J’ai eu le privilège d’accueillir dans mon pays Michel Rocard, ancien Premier ministre français et actuel Ambassadeur de France en Arctique. Il a en fait visité l’Islande à deux reprises ces dernières années et nous avons eu plusieurs discussions constructives. Je l’ai invité à prononcer une conférence publique dans la série des Conférences présidentielles. En outre, nous lui avons facilité le dialogue avec de nombreux dirigeants, scientifiques et autres spécialistes de l’Arctique en Islande. Je pense que ces visites de Michel Rocard en Islande ont été très profitables et ont contribué à bâtir une nouvelle relation entre la France et l’Islande en ce qui concerne l’Arctique.
Où en est la candidature de l’Islande à l’entrée dans l’Union européenne ?
Bien que le Parlement islandais ait décidé il y a quelques années de demander l’adhésion à l’Union européenne, influencé par l’effondrement des banques et la crise financière, une forte majorité de la population islandaise y est maintenant et depuis longtemps opposée. Bien qu’elles aient commencé depuis plusieurs années, les négociations n’ont pas encore traité des points les plus délicats, tels que la pêche, l’agriculture et les ressources naturelles. Ces négociations n’aboutiront donc à aucune conclusion significative avant les élections parlementaires qui auront lieu en Islande cette année (2).
En tant que membre de l’Espace économique européen, l’Islande pourrait-elle participer au développement de la stratégie arctique de l’union européenne face à celle de pays riverains comme les Etats-Unis, le Canada ou la Russie ?
Le Conseil arctique, la coopération bilatérale avec les autres pays arctiques, les discussions avec les pays d’Europe, d’Asie et d’autres régions du monde intéressés par les questions arctiques, constituent le cadre dans lequel l’Islande aborde de manière constructive les questions arctiques.

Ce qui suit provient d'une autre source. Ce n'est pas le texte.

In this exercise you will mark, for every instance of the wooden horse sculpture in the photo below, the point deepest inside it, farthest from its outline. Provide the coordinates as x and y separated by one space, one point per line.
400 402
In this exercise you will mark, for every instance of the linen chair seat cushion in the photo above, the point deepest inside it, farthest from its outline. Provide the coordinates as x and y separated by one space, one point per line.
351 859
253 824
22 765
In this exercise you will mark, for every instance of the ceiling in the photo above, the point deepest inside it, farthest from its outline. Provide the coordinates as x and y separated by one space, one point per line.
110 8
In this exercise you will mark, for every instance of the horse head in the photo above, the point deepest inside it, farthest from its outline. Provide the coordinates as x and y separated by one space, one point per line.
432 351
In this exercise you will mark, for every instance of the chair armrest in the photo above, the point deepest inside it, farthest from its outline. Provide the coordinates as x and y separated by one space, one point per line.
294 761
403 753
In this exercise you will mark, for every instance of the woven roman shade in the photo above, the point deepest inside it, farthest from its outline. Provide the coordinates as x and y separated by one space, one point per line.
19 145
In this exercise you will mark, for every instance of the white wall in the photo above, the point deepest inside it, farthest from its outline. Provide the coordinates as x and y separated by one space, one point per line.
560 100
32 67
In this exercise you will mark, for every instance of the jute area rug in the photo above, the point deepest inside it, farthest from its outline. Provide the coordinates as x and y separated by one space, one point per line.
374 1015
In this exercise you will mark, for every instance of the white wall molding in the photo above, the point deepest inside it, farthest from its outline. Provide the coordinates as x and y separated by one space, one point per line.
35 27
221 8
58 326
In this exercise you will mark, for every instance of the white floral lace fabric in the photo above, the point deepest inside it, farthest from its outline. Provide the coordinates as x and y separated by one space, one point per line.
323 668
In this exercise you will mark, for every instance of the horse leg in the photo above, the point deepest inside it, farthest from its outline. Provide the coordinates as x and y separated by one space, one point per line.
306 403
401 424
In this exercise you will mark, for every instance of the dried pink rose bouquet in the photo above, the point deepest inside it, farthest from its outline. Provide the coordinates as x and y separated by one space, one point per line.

Certains comparent parfois l’Islande au Qatar : un petit pays dont l’influence grandit tant en raison de sa situation géopolitique que de son intense activité diplomatique. Qu’en pensez-vous ?
Certains trouvent sans doute cette comparaison intéressante, mais je ne l’ai jamais entendue lors de mes rencontres et discussions. L’Islande, comme le Qatar et d’autres pays, appartient à la famille des petites nations. Nous avons tous quelque chose à apprendre les uns des autres, même si chacun doit faire face à des problèmes et à des défis spécifiques. J’ai eu le privilège de participer à des discussions avec de nombreux représentants du Qatar, ainsi que d’autres petits pays du Moyen-Orient. De même, les représentants de nombreuses petites nations ont visité l’Islande afin d’apprendre de notre expérience. Ainsi, nous bénéficierons tous d’un dialogue et d’une coopération renforcés.
(1) La Chine et l’Islande ont signé, en avril 2012, à Reykjavik, six accords de coopération dont un accord-cadre sur l’Arctique, à l’occasion de la visite du Premier ministre chinois, M. Wen Jiabao. Selon un communiqué du cabinet du Premier ministre islandais, Mme Jóhanna Sigurðardóttir, ces accords portent notamment sur la coopération dans le domaine des sciences et technologies marines et polaires, de la géothermie, de l’énergie solaire et sur la promotion réciproque des deux pays.
(2) L’Islande a annoncé, le 14 janvier 2013, la suspension de ses négociations en vue de son adhésion à l’Union européenne, dans la perspective des élections législatives d’avril 2013 qui pourraient amener au pouvoir un gouvernement eurosceptique et interrompre le dialogue. (Source Reuters). Cette interview du Président islandais a été réalisée, début janvier 2013, quelques jours avant cette annonce officielle.